I want to emulate the functionality of gzcat | tail -n.
我想模仿gzcat的功能尾巴-n。
This would be helpful for times when there are huge files (of a few GB's or so). Can I tail the last few lines of such a file w/o reading it from the beginning? I doubt that this won't be possible since I'd guess for gzip, the encoding would depend on all the previous text.
这对于有大量文件(几GB左右)的时候会有所帮助。我可以从头开始读取这样一个文件的最后几行吗?我怀疑这是不可能的,因为我猜gzip,编码将取决于所有以前的文本。
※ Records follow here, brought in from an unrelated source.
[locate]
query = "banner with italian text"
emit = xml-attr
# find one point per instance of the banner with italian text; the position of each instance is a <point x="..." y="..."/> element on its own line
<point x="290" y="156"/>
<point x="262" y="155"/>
But still I'd like to hear if anyone has tried doing something similar - maybe investigating over a compression algorithm that could provide such a feature.
但是我还是想听听是否有人尝试过类似的事情 - 也许是通过可以提供这种功能的压缩算法进行调查。
6 个解决方案
#1
No, you can't. The zipping algorithm works on streams and adapts its internal codings to what the stream contains to achieve its high compression ratio.
不,你不能。压缩算法在流上工作,并使其内部编码适应流所包含的内容以实现其高压缩比。
Without knowing what the contents of the stream are before a certain point, it's impossible to know how to go about de-compressing from that point on.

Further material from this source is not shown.